I think there are several things here which relate to the work in which I have been involved down the years as a Chaplain both in hospitals and in a hospice. Firstly, I would say that all who work in the medical profession, have the potential to be angelic messengers for God to the patients they encounter every day.

For doctors, for example, the news they bring may not be good, but through the knowledge and skills which God gives them in different ways, God can, and does, use them to be agents of his purposes to bring people healing and wholeness. Healing is, of course, not the same thing as cure and, indeed, some of the most whole people I’ve met have been chronically ill, or even at the point of death.

Secondly, God created people in his own image and so, in every person we meet, whether in hospital or in general life, there is something of the divine spark – no matter how dim or distorted it might have become as a result of the way their lives have gone. In my encounters with patients I try to recognise that, as I approach a hospital bed with a patient lying in it, the ground on which I am standing is holy.

Thirdly, I would say that all who work in healthcare should, like Moses before the burning bush, take off their metaphorical “shoes” – that is to say, all the things that protect us and keep us at a safe distance from people – titles, medical jargon, religious language, platitudes, even dog collars – we can hide behind them all! But this would be to miss the opportunity for the kind of human encounter which can allow both chaplains and medical staff  genuinely to accompany people on the painful journey they are on; to walk with them and allow ourselves to be used as channels of God’s compassion and healing.

There are many different kinds of angels in the Bible, who work in different ways. but what they have in common is that they are all God’s messengers, there to support, help, and intercede for people; but it’s not just deacons who are called to this ministry…..we all have the potential to be angels. Each one of us with our different callings and gifts can be messengers for God wherever we find ourselves, by the way we treat people.

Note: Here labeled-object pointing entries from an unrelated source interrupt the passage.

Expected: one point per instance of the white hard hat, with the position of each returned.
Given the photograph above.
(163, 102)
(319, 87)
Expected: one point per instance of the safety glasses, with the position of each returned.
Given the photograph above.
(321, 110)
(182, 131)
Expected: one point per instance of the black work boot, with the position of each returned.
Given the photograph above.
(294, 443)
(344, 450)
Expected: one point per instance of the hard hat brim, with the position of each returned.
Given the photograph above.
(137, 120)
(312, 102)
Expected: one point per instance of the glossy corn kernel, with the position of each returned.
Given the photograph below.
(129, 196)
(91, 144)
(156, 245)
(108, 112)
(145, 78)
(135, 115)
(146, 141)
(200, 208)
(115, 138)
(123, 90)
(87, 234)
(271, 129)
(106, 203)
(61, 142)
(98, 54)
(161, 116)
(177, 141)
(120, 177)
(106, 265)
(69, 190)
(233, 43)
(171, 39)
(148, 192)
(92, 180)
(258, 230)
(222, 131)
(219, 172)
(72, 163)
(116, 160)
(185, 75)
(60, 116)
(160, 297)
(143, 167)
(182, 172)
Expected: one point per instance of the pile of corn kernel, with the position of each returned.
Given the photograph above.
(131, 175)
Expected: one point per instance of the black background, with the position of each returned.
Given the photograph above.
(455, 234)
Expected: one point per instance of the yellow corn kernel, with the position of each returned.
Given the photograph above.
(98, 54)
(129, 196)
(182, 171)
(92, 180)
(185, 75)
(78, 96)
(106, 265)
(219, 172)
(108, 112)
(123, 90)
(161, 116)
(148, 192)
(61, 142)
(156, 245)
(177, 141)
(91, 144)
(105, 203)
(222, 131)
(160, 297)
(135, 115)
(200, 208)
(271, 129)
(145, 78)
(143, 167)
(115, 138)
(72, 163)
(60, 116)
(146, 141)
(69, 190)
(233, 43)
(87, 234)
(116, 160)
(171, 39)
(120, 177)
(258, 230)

Our churches are awesome places. They are none other than the Gate of Heaven. These are the places where we gather for worship, to be transformed and renewed, as we hear the message of the angels; but they are also the base from which we are called to go out into the world. We are therefore all called to be angels, heralds of the Kingdom in our community: sharing the Good News of God in Christ to renew and transform the lives of others amongst whom we are set.’